13 Jelinski Lab R code Style Guide and Standards

These main principles are adapted from the Tidyverse style guide, which, in turn, was originally adapted from the Google style guide. But now, Google’s style guide refers to the Tidyverse style guide!

The Tidyverse style guide is more comprehensive than what is summarized here, but I believe that for day-to-day usage for most graduate students, these main principles address most scenarios.
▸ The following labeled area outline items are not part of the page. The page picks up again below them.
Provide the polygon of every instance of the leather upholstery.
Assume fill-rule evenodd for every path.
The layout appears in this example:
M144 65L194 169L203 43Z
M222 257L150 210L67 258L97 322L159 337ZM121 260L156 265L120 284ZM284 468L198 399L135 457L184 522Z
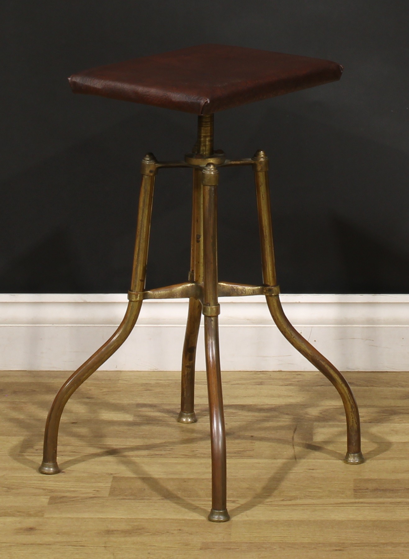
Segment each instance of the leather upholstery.
M336 81L342 69L318 58L209 44L100 66L69 81L76 93L208 115Z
Writing code is writing! Bring the care you would take when writing a paper to writing code!

13.1 Naming things

Naming things is hard - one of the hardest parts of scripting. Below are the guidelines you should use for naming things in your R code as a memebr of my lab group. These are not absolute rules, but rather guidelines that will ensure all of our code is consistent and is readable by all group members. Here are some general guidelines before I get to the specific styles below. These guidelines are from Robert Martin’s Clean Code: A Handbook of Agile Software Craftsmanship (2009)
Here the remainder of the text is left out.